Which of the following will not cause the thrombin time to be prolonged? A. Fibrin degradation products B. Heparin C. Factor I deficiency D. Factor II deficiency
D. The thrombin time is a test that measures fibrinogen. Thrombin reagent is added to undiluted patient plasma, and the time it takes for fibrinogen conversion to fibrin is measured. Anything that interferes with the ability of thrombin to convert fibrinogen to fibrin will prolong the test. Heparin and the degradation products X and E inhibit thrombin. Factor II cannot be measured in the thrombin time because the reagent used is its active form, thrombin (IIa)
The expected screening test results for a patient with a fibrin stabilizing factor deficiency are A. Prolonged prothrombin time B. Prolonged activated partial thromboplastin time C. Prolonged prothrombin time and activated partial thromboplastin time D. Normal prothrombin time and activated partial thromboplastin time
D. Thrombin converts fibrinogen to the fibrin monomer. Fibrin monomers spontaneously polymerize to form the fibrin polymer. This is the endpoint of clot-based PT and aPTT tests. This fibrin polymer is unstable. Once activated, factor XIII, also known as fibrin stabilizing factor, produces strong, covalent bonds to create a stable fibrin polymer. This occurs after the endpoint of the PT and aPTT has been reached. A factor XIII deficiency is suspected when delayed post-operative bleeding occurs at the incision site, and the deficiency can be confirmed with the 5 M urea clot solubility test.

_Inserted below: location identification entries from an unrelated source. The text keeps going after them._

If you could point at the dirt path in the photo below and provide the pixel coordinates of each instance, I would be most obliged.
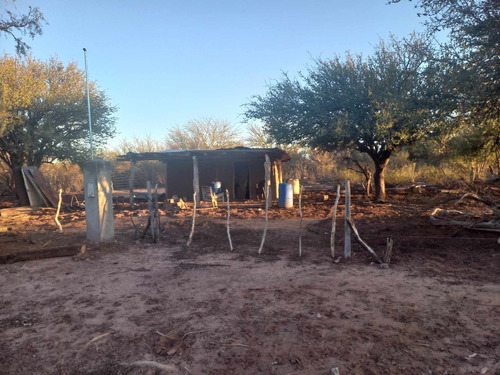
(228, 314)
(206, 310)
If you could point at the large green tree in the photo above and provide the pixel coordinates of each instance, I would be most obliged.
(467, 35)
(43, 114)
(374, 105)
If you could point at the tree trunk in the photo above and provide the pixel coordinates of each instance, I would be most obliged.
(21, 192)
(369, 179)
(379, 180)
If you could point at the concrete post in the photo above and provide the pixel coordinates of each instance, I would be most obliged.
(98, 200)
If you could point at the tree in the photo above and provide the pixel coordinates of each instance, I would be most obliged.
(374, 105)
(43, 111)
(471, 56)
(24, 24)
(206, 133)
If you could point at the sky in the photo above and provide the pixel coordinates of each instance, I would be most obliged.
(165, 62)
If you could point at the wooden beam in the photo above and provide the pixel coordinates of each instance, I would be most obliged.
(196, 180)
(131, 184)
(347, 216)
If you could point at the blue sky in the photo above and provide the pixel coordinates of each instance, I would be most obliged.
(164, 63)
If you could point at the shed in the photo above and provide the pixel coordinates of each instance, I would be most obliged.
(240, 170)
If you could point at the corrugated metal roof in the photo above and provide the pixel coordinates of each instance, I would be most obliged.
(274, 153)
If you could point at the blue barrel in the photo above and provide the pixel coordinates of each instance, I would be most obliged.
(216, 185)
(285, 195)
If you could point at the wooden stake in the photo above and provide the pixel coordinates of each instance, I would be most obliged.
(228, 211)
(57, 213)
(156, 215)
(131, 184)
(363, 243)
(334, 221)
(388, 251)
(267, 170)
(194, 218)
(276, 179)
(347, 216)
(151, 213)
(196, 180)
(300, 229)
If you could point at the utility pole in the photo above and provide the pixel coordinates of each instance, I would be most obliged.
(88, 105)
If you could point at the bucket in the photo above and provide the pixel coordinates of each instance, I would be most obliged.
(216, 185)
(285, 195)
(296, 185)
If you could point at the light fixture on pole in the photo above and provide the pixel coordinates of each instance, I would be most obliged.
(88, 105)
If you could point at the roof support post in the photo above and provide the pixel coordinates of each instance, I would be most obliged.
(131, 184)
(196, 180)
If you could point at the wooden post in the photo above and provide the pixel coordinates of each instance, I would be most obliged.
(334, 220)
(300, 229)
(156, 214)
(276, 179)
(131, 184)
(196, 180)
(388, 251)
(151, 212)
(347, 215)
(267, 170)
(190, 239)
(280, 170)
(363, 243)
(228, 211)
(57, 213)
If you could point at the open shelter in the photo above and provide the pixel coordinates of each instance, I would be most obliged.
(240, 170)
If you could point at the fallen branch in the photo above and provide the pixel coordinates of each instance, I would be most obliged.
(56, 252)
(157, 365)
(363, 243)
(240, 345)
(435, 220)
(192, 333)
(476, 198)
(97, 338)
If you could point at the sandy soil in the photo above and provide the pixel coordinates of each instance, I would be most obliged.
(132, 305)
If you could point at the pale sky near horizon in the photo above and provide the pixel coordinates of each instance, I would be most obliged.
(164, 63)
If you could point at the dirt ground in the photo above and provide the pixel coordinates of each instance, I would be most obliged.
(132, 307)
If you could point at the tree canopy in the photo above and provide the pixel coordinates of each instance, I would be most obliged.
(43, 113)
(18, 25)
(374, 105)
(470, 55)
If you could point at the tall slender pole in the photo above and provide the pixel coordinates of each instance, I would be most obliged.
(88, 105)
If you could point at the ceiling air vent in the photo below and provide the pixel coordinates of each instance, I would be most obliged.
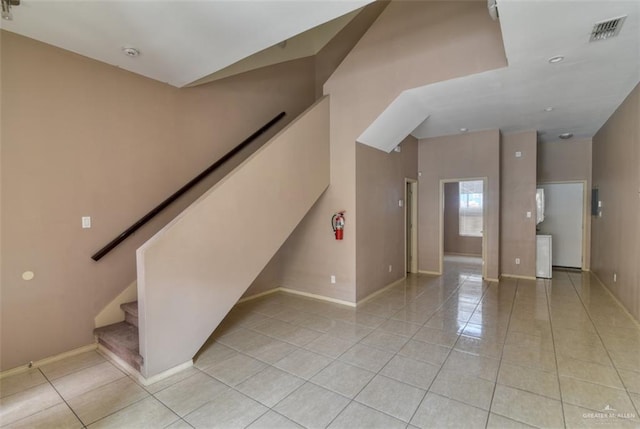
(606, 29)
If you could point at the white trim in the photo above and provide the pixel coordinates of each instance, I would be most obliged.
(320, 297)
(258, 295)
(586, 213)
(297, 292)
(516, 276)
(136, 374)
(164, 374)
(473, 255)
(485, 189)
(48, 360)
(379, 291)
(414, 218)
(430, 273)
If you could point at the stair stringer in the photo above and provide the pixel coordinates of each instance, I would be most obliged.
(192, 272)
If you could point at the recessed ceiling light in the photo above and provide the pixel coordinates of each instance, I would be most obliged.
(130, 52)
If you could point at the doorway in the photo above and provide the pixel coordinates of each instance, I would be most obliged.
(463, 219)
(564, 212)
(411, 225)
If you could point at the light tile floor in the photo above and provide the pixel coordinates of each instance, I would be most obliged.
(450, 351)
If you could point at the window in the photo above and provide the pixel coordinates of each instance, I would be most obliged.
(470, 210)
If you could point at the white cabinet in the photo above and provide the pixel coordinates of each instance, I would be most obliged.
(543, 256)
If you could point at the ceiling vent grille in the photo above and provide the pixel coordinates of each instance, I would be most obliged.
(606, 29)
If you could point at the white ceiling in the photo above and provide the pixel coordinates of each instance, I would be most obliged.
(181, 41)
(185, 41)
(584, 89)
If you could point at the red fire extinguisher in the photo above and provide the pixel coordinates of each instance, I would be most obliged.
(337, 223)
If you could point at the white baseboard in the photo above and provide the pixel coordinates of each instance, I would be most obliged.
(48, 360)
(379, 291)
(615, 298)
(430, 273)
(516, 276)
(320, 297)
(136, 374)
(258, 295)
(297, 292)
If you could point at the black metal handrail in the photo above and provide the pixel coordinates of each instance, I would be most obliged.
(146, 218)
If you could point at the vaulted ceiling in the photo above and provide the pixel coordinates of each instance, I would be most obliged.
(181, 42)
(194, 41)
(576, 95)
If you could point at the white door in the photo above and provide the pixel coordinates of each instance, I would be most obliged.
(563, 220)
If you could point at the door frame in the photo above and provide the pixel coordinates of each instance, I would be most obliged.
(485, 181)
(585, 214)
(413, 183)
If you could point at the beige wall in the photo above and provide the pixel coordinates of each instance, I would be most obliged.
(332, 54)
(80, 137)
(615, 244)
(463, 156)
(569, 161)
(517, 197)
(409, 45)
(453, 241)
(196, 268)
(380, 184)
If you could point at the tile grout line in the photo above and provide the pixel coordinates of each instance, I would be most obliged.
(450, 349)
(547, 285)
(63, 399)
(615, 367)
(495, 386)
(392, 357)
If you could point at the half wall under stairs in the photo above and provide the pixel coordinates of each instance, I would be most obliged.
(192, 272)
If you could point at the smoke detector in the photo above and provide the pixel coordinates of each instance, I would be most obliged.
(130, 51)
(606, 29)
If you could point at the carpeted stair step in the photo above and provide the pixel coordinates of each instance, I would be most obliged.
(130, 312)
(122, 339)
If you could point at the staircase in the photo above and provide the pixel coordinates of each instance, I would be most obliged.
(194, 270)
(122, 338)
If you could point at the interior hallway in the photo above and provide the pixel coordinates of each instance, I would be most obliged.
(448, 351)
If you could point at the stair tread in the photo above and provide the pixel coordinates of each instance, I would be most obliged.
(130, 307)
(122, 337)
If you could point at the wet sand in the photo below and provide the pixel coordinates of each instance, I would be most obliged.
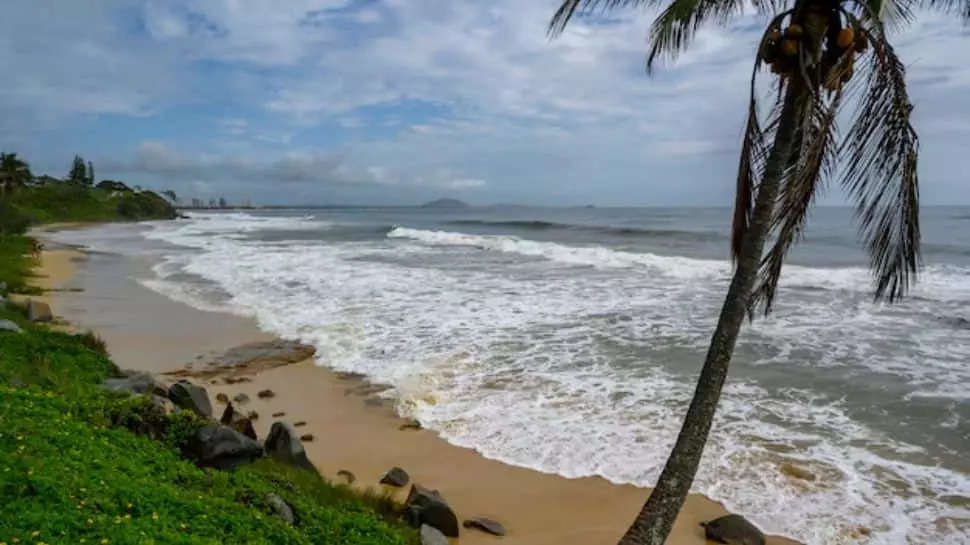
(353, 430)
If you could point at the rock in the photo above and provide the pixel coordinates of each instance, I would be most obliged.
(7, 325)
(186, 395)
(733, 530)
(222, 447)
(410, 425)
(281, 508)
(137, 383)
(238, 422)
(486, 525)
(283, 445)
(396, 477)
(425, 506)
(38, 311)
(432, 536)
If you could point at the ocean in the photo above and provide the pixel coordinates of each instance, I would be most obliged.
(568, 340)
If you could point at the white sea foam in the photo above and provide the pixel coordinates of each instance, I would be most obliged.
(538, 365)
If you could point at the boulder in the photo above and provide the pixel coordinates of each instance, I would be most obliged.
(238, 422)
(733, 530)
(221, 447)
(283, 444)
(425, 506)
(281, 508)
(7, 325)
(186, 395)
(137, 383)
(396, 477)
(432, 536)
(486, 525)
(38, 311)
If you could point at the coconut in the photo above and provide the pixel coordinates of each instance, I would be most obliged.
(789, 48)
(846, 37)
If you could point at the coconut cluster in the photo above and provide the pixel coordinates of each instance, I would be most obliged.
(781, 51)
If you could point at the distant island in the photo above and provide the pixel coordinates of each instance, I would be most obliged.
(445, 203)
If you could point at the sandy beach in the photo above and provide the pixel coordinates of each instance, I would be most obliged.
(353, 430)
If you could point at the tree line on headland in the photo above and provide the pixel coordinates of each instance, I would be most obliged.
(26, 199)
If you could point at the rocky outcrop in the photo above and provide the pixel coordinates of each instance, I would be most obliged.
(10, 327)
(425, 506)
(188, 396)
(396, 477)
(235, 420)
(486, 525)
(38, 311)
(283, 445)
(221, 447)
(136, 384)
(432, 536)
(282, 509)
(733, 530)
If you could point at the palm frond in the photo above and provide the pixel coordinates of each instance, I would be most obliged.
(881, 174)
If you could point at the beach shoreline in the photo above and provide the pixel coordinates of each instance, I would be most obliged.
(353, 429)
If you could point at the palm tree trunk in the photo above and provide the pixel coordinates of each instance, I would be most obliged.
(656, 519)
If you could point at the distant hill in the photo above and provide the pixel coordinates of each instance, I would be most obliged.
(445, 203)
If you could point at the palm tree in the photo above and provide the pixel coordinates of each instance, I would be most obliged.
(14, 173)
(824, 54)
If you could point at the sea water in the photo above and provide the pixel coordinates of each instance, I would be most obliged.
(569, 339)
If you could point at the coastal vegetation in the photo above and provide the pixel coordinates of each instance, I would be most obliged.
(823, 55)
(76, 464)
(26, 199)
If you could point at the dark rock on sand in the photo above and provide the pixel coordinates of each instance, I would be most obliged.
(188, 396)
(8, 326)
(733, 530)
(221, 447)
(281, 508)
(425, 506)
(38, 311)
(283, 444)
(396, 477)
(486, 525)
(410, 425)
(137, 383)
(432, 536)
(235, 420)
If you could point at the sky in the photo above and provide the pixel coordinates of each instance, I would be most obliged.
(403, 101)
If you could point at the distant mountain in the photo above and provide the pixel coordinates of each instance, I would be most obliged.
(445, 203)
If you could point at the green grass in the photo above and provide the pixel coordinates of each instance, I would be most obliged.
(73, 470)
(71, 202)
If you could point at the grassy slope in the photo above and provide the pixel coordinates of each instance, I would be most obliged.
(70, 202)
(72, 472)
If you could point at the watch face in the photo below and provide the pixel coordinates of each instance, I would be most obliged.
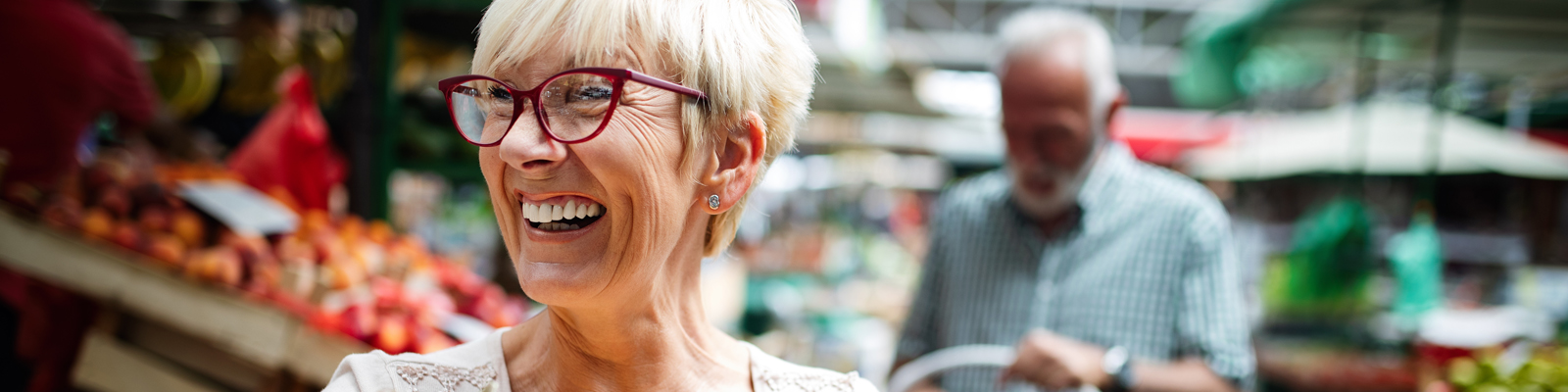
(1115, 360)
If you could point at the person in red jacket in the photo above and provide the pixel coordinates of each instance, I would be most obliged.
(67, 67)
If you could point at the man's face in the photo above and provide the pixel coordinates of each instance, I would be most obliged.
(1050, 125)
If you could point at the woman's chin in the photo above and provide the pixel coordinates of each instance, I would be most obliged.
(564, 282)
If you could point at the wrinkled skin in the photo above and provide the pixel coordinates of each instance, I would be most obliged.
(624, 311)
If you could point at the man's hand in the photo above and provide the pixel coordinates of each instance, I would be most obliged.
(1057, 363)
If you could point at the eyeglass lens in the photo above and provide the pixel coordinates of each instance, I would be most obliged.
(574, 106)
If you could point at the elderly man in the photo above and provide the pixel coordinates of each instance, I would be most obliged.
(1102, 270)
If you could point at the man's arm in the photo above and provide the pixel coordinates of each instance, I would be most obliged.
(1212, 321)
(1060, 363)
(919, 326)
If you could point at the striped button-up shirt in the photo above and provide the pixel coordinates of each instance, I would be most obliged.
(1147, 266)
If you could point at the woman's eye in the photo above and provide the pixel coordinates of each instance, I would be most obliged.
(501, 93)
(590, 93)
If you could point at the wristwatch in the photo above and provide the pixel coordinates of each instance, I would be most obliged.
(1118, 365)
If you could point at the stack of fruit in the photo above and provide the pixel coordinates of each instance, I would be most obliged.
(1544, 372)
(341, 274)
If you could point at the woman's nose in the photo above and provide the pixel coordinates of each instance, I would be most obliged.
(529, 149)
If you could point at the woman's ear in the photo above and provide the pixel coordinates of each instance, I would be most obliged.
(734, 164)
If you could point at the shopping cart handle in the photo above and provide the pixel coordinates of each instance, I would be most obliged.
(946, 360)
(951, 358)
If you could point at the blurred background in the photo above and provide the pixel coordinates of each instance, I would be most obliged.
(1360, 146)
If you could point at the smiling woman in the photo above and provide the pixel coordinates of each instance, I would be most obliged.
(619, 140)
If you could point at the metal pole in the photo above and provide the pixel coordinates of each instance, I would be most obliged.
(1442, 94)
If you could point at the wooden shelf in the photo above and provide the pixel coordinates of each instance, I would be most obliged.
(256, 333)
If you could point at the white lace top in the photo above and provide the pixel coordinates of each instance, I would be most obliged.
(480, 368)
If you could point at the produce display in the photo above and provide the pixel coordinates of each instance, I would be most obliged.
(360, 278)
(1546, 370)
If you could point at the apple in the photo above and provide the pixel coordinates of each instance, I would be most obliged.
(154, 219)
(63, 214)
(127, 235)
(167, 248)
(115, 200)
(188, 227)
(392, 336)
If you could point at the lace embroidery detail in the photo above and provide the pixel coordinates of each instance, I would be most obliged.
(449, 378)
(792, 381)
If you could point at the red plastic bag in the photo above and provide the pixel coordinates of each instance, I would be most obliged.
(292, 149)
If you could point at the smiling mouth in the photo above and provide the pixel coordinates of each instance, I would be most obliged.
(562, 217)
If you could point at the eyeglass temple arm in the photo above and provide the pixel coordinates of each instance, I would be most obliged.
(643, 78)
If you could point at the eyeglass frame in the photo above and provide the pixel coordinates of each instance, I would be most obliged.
(618, 75)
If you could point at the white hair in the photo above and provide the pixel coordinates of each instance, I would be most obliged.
(747, 55)
(1034, 28)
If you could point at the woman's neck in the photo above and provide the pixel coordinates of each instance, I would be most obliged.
(653, 342)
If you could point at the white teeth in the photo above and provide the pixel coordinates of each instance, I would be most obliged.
(553, 212)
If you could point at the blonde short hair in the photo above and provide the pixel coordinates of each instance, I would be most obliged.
(749, 55)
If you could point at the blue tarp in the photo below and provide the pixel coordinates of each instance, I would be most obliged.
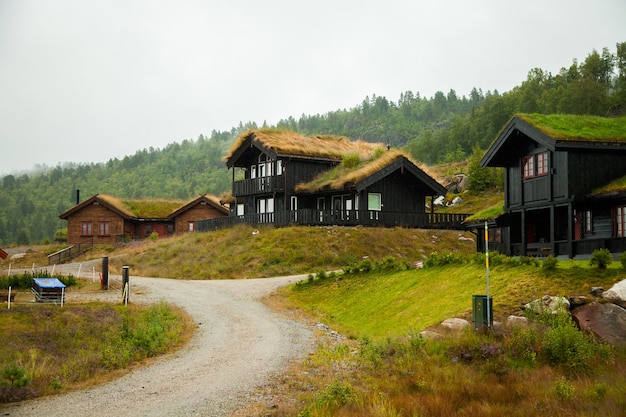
(48, 283)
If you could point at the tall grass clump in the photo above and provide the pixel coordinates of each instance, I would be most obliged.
(46, 349)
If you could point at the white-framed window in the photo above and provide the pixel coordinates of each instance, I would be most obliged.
(374, 205)
(86, 229)
(535, 165)
(528, 166)
(542, 163)
(620, 221)
(588, 222)
(104, 229)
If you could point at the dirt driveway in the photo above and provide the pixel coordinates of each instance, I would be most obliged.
(239, 344)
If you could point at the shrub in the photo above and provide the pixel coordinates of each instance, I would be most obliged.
(601, 258)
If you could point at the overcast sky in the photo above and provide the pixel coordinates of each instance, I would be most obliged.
(86, 81)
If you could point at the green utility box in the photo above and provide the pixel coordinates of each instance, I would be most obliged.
(481, 316)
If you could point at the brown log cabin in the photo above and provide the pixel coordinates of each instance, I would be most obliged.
(564, 187)
(105, 219)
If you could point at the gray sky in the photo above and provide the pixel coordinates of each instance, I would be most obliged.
(90, 80)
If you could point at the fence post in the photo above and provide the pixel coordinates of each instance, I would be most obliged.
(125, 284)
(105, 273)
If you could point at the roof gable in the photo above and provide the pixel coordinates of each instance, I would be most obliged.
(204, 198)
(285, 143)
(364, 173)
(144, 208)
(555, 131)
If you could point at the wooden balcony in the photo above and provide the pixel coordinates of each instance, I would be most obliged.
(313, 217)
(261, 185)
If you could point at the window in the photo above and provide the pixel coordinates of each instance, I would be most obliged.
(373, 205)
(535, 165)
(104, 229)
(86, 229)
(620, 221)
(588, 222)
(528, 164)
(494, 235)
(542, 163)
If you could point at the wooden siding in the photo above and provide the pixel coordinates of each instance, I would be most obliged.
(194, 214)
(95, 214)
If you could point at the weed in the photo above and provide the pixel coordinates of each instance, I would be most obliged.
(601, 258)
(550, 263)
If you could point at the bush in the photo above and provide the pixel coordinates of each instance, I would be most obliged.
(601, 258)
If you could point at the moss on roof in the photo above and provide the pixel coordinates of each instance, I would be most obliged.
(351, 171)
(144, 209)
(285, 142)
(567, 127)
(490, 213)
(616, 186)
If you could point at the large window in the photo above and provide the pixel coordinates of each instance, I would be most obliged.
(535, 165)
(374, 205)
(620, 221)
(104, 229)
(86, 229)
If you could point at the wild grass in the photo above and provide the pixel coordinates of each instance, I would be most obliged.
(385, 368)
(57, 349)
(240, 252)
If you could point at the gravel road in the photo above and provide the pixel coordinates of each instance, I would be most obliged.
(239, 343)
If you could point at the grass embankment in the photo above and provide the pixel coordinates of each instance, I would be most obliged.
(241, 252)
(385, 369)
(47, 349)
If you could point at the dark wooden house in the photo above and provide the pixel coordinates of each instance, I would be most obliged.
(282, 177)
(564, 186)
(104, 219)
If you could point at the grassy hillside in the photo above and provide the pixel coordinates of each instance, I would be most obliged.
(241, 252)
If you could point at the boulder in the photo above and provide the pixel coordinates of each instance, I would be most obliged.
(548, 304)
(455, 323)
(606, 321)
(617, 293)
(516, 321)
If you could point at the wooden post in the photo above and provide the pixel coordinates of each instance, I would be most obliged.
(125, 284)
(105, 273)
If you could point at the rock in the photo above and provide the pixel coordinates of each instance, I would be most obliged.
(606, 321)
(578, 300)
(427, 334)
(548, 304)
(617, 293)
(597, 291)
(455, 323)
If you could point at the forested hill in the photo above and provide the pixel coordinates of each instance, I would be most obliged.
(445, 127)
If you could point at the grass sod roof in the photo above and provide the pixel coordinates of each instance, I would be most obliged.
(144, 209)
(566, 127)
(289, 143)
(350, 171)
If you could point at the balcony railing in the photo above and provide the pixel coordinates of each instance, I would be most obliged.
(313, 217)
(259, 185)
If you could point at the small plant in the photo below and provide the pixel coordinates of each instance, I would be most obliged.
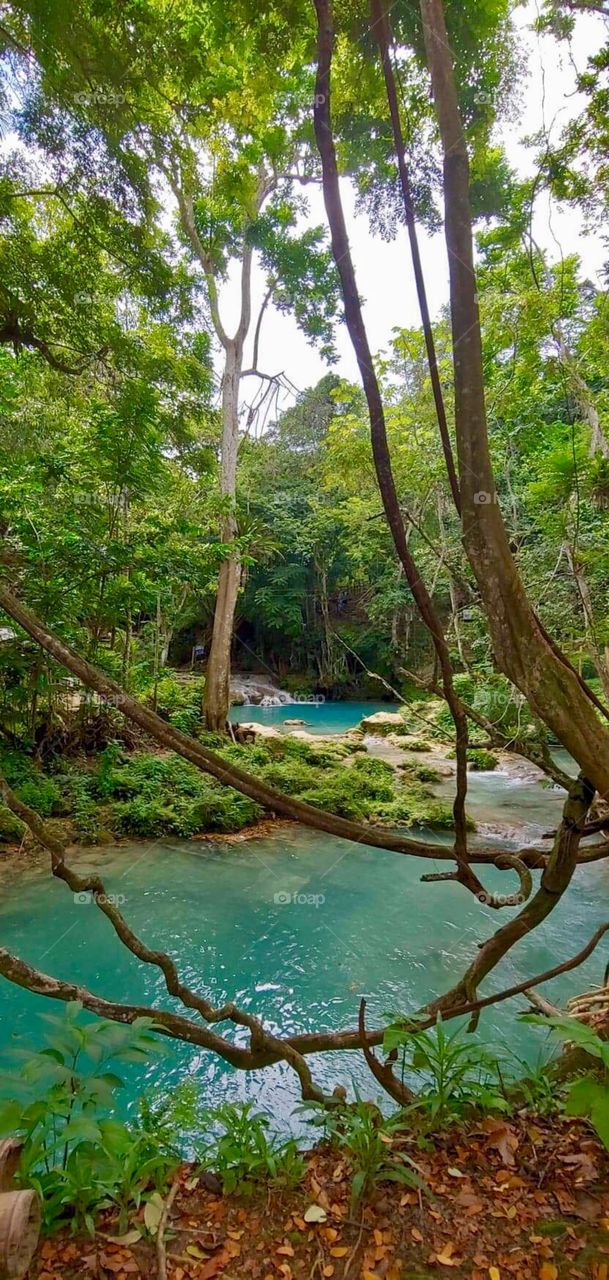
(586, 1095)
(481, 760)
(371, 1143)
(536, 1087)
(243, 1155)
(76, 1153)
(454, 1073)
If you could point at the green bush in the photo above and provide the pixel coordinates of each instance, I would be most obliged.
(10, 828)
(481, 760)
(420, 772)
(245, 1156)
(375, 778)
(40, 794)
(339, 796)
(179, 703)
(77, 1155)
(292, 777)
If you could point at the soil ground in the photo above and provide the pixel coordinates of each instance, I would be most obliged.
(525, 1198)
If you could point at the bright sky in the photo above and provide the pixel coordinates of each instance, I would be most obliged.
(384, 273)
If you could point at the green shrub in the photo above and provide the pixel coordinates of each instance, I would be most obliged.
(339, 796)
(454, 1073)
(375, 778)
(245, 1156)
(77, 1155)
(10, 828)
(370, 1143)
(179, 703)
(292, 777)
(40, 794)
(586, 1095)
(420, 772)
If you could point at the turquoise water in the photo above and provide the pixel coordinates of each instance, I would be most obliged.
(374, 931)
(319, 717)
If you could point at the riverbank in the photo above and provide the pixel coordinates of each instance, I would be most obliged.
(526, 1198)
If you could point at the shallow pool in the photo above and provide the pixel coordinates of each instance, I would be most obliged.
(319, 717)
(238, 922)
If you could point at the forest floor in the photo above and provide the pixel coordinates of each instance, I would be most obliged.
(525, 1198)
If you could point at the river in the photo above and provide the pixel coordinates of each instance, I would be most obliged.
(294, 927)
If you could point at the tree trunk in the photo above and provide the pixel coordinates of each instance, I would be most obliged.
(522, 649)
(218, 675)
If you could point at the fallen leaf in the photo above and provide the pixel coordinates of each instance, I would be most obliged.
(445, 1258)
(315, 1214)
(214, 1266)
(195, 1251)
(502, 1137)
(152, 1212)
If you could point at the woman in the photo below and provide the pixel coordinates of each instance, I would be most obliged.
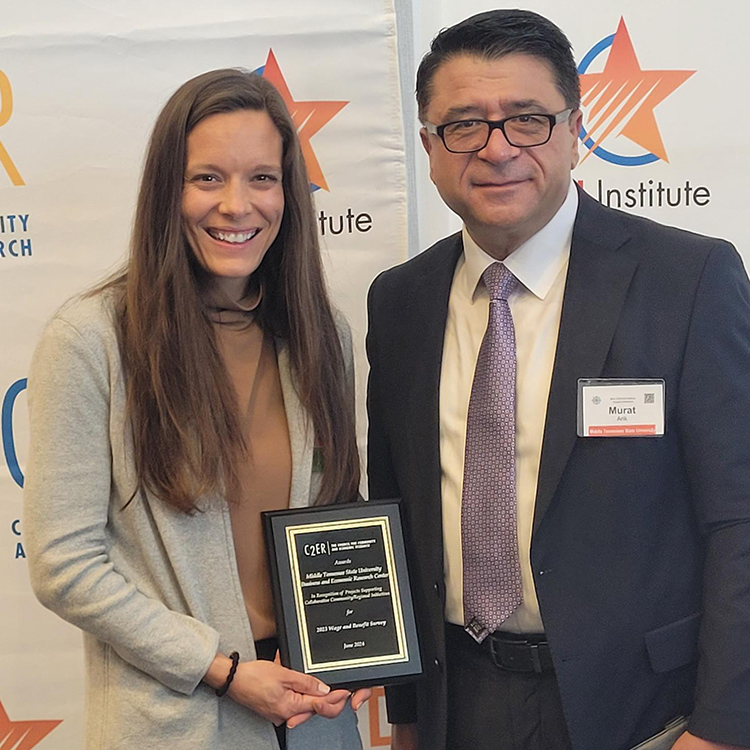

A patient in the hospital for an acute myocardial infarction is placed on standard unfractionated heparin therapy and aspirin. Laboratory results are performed before instituting therapy and then daily as shown: Prothrombin Time= Before Therapy (norm), Day2 (norm), Day3 (norm) aPTT= before therapy (norm), Day2 (prolonged), Day3 (prolonged) Platelet Count=before therapy (325x10^9/L), Day2 ( 160 x 1 0^9/L), Day3 (42 x 1 0^9/L) The most likely complication by Day 3 is A. Disseminated intravascular coagulation B. Primary fibrinogenolysis C. Aspirin-induced thrombocytopenia D. Heparin-induced thrombocytopenia
D. Up to 5% of patients receiving unfractionated heparin therapy for more than 5 days develop an IgG antibody that can cause platelet activation, leading to thrombosis in the microvasculature. If this occurs, the platelet count drops quickly. Patients receiving heparin therapy should be monitored with daily platelet counts. Direct thrombin inhibitors such as lepirudin, bivalirudin, and argatroban can be used in place of heparin. Enoxaparin sodium, a low-molecular-weight heparin, is contraindicated as a treatment for heparin-induced thrombocytopenia. Aspirin therapy causes a qualitative, not quantitative, platelet defect.